Talks about my struggles so far trying to make it as a rapper. The effects of "haters" and overall how I'm feeling about it all.

lyrics

What im giving now is my prepared admission, when i started rapping I thought "here's a mission", its been two years and I get no recognition, I want to help others no one sees my mega vision, through these struggles in my eyes the tears will glisten, I write these songs and I want all ears to listen, I've almost given up I'm in a weird submission, motivation comes from my very few supporters, should I just give up this is what my thought is, I sent my lyrics out there they must of thought "ignore this", there’s feeling small and I just felt the shortest, now sorrow’s overwhelming me, anger can be found in me, step into my realm and see, I’m free when I'm sound asleep, at least in my dreams I truly have a fan base, when I wake up i think "back to this damn place", I’ve felt like this as far back as I can trace.

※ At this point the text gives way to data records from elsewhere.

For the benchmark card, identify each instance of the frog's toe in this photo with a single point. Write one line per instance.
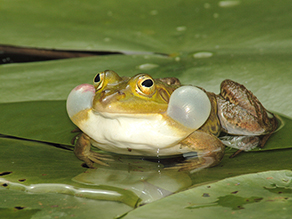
(193, 164)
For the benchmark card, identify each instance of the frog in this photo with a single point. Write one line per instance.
(143, 116)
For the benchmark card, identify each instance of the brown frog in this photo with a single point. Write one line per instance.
(159, 117)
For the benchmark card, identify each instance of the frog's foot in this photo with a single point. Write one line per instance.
(207, 149)
(194, 164)
(83, 152)
(242, 143)
(241, 113)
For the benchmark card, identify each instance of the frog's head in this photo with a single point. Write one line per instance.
(141, 94)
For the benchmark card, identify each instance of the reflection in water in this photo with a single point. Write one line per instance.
(148, 180)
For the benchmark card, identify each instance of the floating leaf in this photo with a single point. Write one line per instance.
(239, 197)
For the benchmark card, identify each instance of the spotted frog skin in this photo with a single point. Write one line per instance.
(159, 117)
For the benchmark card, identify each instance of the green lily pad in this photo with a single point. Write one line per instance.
(154, 26)
(267, 76)
(265, 194)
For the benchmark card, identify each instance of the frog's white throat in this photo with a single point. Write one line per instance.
(140, 134)
(133, 134)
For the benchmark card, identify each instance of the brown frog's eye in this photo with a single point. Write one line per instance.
(146, 85)
(98, 80)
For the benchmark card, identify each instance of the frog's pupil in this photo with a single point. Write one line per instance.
(147, 83)
(97, 78)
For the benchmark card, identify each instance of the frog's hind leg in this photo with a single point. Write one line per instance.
(207, 149)
(241, 113)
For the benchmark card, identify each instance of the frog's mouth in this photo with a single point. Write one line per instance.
(188, 105)
(80, 98)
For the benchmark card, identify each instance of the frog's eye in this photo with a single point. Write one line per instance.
(98, 80)
(146, 86)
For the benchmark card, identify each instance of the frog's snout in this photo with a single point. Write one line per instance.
(80, 98)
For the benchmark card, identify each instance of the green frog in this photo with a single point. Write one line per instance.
(149, 117)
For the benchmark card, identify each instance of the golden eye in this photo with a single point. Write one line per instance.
(98, 80)
(146, 85)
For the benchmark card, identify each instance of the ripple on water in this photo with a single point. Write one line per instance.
(226, 4)
(200, 55)
(147, 66)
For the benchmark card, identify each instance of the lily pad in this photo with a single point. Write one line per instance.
(47, 121)
(264, 194)
(148, 26)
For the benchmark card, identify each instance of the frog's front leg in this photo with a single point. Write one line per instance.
(241, 113)
(209, 151)
(83, 152)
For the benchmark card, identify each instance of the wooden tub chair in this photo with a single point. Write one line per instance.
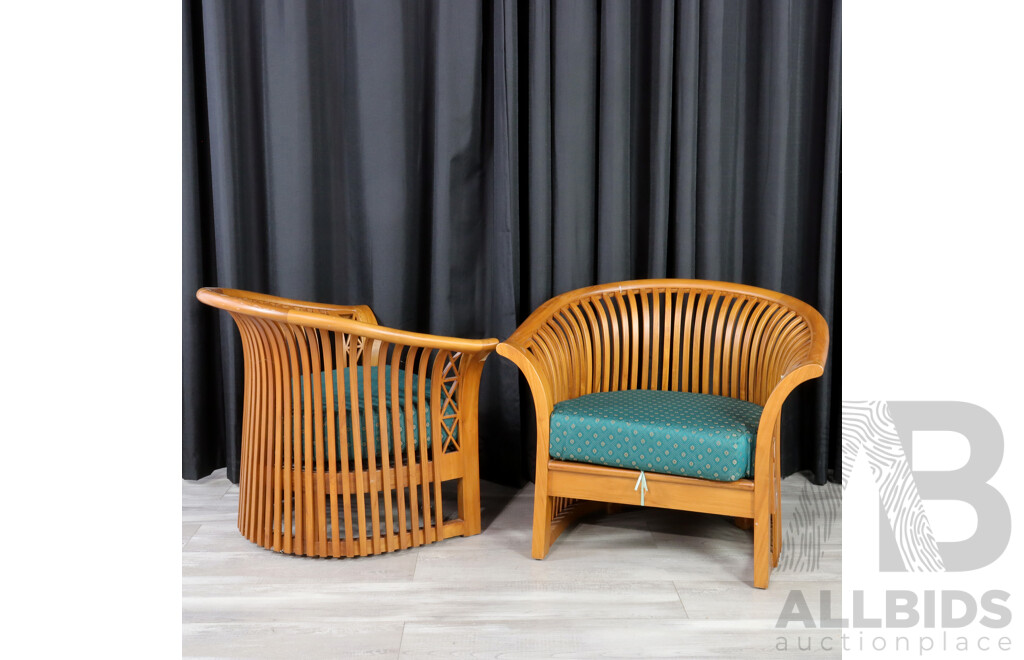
(350, 428)
(665, 393)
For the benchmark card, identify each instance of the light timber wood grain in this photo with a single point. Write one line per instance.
(677, 335)
(304, 489)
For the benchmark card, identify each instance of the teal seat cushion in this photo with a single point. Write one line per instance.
(672, 433)
(342, 393)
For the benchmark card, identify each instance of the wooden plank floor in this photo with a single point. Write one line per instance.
(643, 582)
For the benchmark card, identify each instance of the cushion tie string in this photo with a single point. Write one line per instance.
(641, 481)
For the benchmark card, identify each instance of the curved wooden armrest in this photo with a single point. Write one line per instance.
(248, 302)
(352, 319)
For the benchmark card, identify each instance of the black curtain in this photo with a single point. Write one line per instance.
(456, 164)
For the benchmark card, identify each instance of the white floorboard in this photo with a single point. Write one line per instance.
(643, 582)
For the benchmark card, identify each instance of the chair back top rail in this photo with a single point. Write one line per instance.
(815, 323)
(352, 319)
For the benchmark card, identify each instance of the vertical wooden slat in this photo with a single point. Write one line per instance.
(341, 361)
(357, 462)
(421, 372)
(678, 342)
(331, 414)
(371, 436)
(693, 341)
(634, 320)
(436, 433)
(314, 463)
(655, 341)
(646, 340)
(276, 387)
(411, 443)
(706, 352)
(400, 471)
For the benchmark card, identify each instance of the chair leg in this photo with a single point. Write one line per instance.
(542, 524)
(776, 526)
(762, 551)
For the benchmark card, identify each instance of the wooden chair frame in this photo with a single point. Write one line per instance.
(679, 335)
(295, 499)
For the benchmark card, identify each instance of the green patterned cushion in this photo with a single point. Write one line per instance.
(673, 433)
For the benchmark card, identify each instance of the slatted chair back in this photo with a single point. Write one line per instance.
(350, 428)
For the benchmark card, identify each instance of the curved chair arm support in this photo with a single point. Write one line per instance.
(773, 407)
(540, 385)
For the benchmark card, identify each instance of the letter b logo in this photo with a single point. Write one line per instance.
(883, 431)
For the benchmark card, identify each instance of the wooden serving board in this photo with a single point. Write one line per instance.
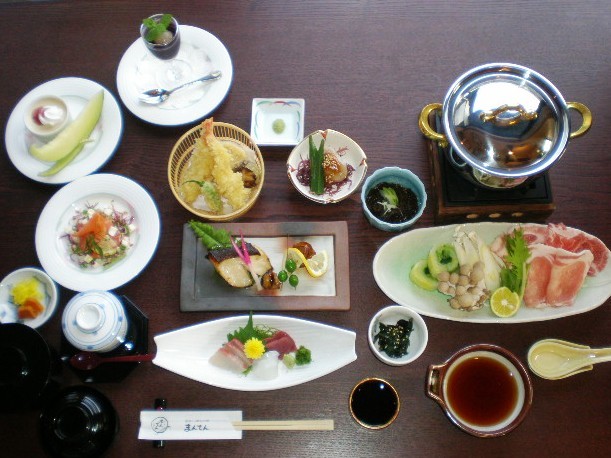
(203, 289)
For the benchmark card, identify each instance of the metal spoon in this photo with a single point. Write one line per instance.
(156, 96)
(555, 359)
(87, 361)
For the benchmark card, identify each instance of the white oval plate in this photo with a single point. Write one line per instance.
(205, 53)
(75, 92)
(395, 258)
(54, 220)
(349, 152)
(186, 352)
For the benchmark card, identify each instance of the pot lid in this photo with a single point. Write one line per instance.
(506, 120)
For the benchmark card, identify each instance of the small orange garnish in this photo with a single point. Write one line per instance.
(31, 308)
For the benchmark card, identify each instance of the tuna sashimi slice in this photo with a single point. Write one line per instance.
(280, 342)
(555, 276)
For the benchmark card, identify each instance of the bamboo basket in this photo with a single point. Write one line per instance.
(181, 155)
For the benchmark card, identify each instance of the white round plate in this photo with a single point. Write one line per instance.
(103, 189)
(139, 71)
(75, 92)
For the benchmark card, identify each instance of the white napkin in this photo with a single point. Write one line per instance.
(189, 424)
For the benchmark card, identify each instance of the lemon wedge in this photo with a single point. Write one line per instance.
(504, 302)
(316, 266)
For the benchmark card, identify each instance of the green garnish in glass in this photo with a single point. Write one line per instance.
(156, 28)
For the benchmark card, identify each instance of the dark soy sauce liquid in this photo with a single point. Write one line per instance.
(374, 403)
(482, 391)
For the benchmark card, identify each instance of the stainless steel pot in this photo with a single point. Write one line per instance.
(503, 123)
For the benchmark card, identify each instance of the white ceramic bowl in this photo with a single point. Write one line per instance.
(8, 310)
(95, 321)
(348, 151)
(417, 340)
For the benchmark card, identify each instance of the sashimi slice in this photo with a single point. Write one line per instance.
(280, 342)
(231, 356)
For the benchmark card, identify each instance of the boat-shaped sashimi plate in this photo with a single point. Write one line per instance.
(188, 352)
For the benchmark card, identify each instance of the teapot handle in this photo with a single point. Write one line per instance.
(426, 129)
(586, 116)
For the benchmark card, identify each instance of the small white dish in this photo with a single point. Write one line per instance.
(46, 117)
(103, 189)
(418, 338)
(187, 352)
(95, 321)
(139, 71)
(348, 151)
(8, 310)
(277, 122)
(76, 92)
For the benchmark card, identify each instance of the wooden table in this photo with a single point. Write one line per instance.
(366, 69)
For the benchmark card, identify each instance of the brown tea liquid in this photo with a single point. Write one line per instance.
(482, 391)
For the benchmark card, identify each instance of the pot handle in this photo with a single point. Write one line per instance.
(433, 385)
(586, 115)
(426, 129)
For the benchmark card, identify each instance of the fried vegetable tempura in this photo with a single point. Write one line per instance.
(220, 164)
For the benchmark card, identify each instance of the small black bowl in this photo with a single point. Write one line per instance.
(27, 365)
(78, 422)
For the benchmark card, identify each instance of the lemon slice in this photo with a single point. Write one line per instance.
(504, 302)
(316, 266)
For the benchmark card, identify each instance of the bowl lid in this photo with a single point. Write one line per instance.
(506, 120)
(93, 319)
(25, 366)
(78, 421)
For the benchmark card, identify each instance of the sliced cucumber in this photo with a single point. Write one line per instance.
(421, 276)
(442, 258)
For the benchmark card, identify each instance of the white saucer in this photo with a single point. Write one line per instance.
(125, 194)
(75, 92)
(138, 72)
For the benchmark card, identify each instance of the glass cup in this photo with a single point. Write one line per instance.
(167, 48)
(170, 70)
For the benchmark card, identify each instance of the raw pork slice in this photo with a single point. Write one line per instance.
(280, 342)
(555, 275)
(559, 236)
(575, 240)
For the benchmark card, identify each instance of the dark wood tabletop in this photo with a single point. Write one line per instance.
(366, 69)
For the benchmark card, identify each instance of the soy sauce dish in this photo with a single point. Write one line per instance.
(374, 403)
(391, 329)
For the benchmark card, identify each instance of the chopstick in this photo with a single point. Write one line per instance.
(284, 425)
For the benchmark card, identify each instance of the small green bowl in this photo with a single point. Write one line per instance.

Have you had that feeling and you feel your feeling nothing? And that feeling leaves you wishing you could feel your feeling something? I experience that feeling and every time I feel depressed, because I’m making it nowhere rapping even though I give my best,
Have you had that feeling and you feel your feeling nothing? And that feeling leaves you wishing you could feel your feeling something? I experience that feeling and every time I feel the stress, because raps my only refuge without it I’m a mess.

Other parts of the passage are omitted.